Me crucé nada más que con una pareja de adolescentes y después de preguntarles la hora por señas, porque nunca usé reloj, decidí seguir buscando la orilla mientras boxeaba con el poema y enseguida de repechar un par de cuadras muy arboladas donde había un templo con gigantescos tejados verdes vi el Báltico y volví y me salvé por unos metros de un chaparrón brutal.

Y es posible que recién en aquel paseíto, a los cuarentaiún años, solo, me haya sentido feliz por haber nacido.

Pero esa noche soñé que mi padre estaba agonizando en mi apartamento y yo era el único que tenía que vigilarle un cuello horrorosamente agujereado y emparchado por unas vendas plásticas y me quejaba porque ni siquiera me quedaba tiempo para ver la televisión.

Al otro día viajamos a Lahti, una minúscula y acerada ciudad olímpica que queda 100 quilómetros al norte, a orillas del lago Vesijärvi, y tuve que seguir boxeando porque ahora me moría de miedo.

No quería participar en un congreso mundial de escritores ni compartir la pieza de un hotel con nadie ni viajar dentro de una semana a la Unión Soviética ni seguir viviendo ni nada. Era un miedo espantoso a todo.

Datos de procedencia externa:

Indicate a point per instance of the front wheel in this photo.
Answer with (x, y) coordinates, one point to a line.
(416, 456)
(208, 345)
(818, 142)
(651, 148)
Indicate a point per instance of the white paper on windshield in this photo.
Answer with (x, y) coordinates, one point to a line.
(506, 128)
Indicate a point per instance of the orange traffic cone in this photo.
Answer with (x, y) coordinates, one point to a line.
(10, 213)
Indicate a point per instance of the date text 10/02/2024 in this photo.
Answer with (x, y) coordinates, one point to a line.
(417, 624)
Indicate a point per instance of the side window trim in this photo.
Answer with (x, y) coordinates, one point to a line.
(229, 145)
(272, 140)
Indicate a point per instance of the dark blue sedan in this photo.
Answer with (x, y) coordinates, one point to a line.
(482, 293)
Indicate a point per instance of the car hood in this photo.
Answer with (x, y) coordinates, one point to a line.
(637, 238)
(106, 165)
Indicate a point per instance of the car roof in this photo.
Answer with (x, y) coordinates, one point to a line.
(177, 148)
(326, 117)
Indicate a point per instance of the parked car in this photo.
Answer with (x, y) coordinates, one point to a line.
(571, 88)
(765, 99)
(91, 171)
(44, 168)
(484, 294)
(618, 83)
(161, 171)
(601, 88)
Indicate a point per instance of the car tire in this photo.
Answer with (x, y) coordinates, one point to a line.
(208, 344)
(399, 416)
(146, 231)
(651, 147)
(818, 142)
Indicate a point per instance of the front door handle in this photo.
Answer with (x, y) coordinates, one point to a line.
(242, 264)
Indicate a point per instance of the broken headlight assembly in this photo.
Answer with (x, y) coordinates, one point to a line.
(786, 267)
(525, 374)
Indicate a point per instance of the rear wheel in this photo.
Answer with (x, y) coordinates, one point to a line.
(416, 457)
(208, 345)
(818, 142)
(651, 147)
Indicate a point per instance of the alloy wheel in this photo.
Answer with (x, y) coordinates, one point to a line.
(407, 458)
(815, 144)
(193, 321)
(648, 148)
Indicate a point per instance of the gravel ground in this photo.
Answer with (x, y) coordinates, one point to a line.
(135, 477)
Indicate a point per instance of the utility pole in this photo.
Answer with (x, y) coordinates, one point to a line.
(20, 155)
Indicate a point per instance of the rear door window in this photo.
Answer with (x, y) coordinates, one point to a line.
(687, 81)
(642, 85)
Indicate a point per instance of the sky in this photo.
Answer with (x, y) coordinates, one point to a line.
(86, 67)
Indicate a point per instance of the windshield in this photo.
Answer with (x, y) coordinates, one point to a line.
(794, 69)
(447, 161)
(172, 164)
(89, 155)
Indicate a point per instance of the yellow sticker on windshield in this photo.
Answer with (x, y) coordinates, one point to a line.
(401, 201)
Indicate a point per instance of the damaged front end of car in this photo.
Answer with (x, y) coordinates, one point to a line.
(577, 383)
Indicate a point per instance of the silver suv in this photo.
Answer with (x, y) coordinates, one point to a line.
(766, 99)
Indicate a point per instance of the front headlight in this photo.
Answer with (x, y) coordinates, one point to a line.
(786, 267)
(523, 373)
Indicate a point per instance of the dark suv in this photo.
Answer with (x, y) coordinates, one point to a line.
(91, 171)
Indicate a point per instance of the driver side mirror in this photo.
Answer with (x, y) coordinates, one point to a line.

Y en aquella hora de ómnibus me enloquecí para resolver un poema-oración dirigido a algo que todavía no había visto: Sol de la medianoche / no nos dejes llorar en el festejo / ni tender los muñones del niño acuclillado / ni rodar por el lago hueco de la orfandad. / Sol de la medianoche / déjanos entreabrir esas plumas violetas / que pueblan los caminos / y olfatear el sedoso lomo de tu palabra.

Muchos años antes de incluir de incluir este texto en la segunda edición de Puro verso, en el 99, me di cuenta, escandalizadamente, que era un llamado o la búsqueda de un falo y como ya no estaba en terapia me las arreglaba igual que Guillermo Fernández con aquel mate eclesiástico que se le ponía adelante: lo escondía atrás mío y chau.

Y ayer, mientras dejaba llegar la luz de este capítulo, recordé el primer gran sueño que tuvo Jung a los tres o cuatro años y el análisis que hace Gerhard Wehr en su formidable biografía y entendí.

En el sueño Jung bajaba a una especie de refugio subterráneo donde había un fabuloso falo reinando en una especie de altar y mientras lo observaba paralizado oía aullar a su madre: Sí, contémplalo. Ese es el devorador de hombres.

Y fue recién al volver a Lahti en el 91, ya completamente sumergido en el estudio de San Juan de la Cruz, que eyaculé frente a la noche blanca que coronaba el mismo hotel lacustre donde nos hospedaron en el 89 mi primer poema místico: Hubo un bosque donde nos atrapamos. / Qué lentísimos niños espesaban / el rosedal del sueño. / Y respiramos sin rasgar el aire.

Ahora todo parece tan lógico que asusta. ¿O abriga? En el sueño del Torni no quería ver la muerte de mi padre. Y en el poema que desenrosqué yendo al congreso le pedí a un sol-falo que no me dejara rodar por la orfandad, aunque hasta que no murió mi madre no me sentí libre para sustituir a mi padre por el Padre que ella concebía, desde su sumisión a mi abuela, como un devorador de sus hijos.

En el capítulo 18 de esta segunda parte hablé de una depresión mortal que me mandó el inconsciente para que arregláramos cuentas y todavía no es el momento de desarrollar a fondo ese tema.

Pero la verdad es que a mí me faltaba llorar a mi mejor amigo de todos los tiempos. Y el inconsciente dijo: Hasta que no termines de aceptar que tu padre ya es solamente un hermano tuyo no vas a poder ver al Padre.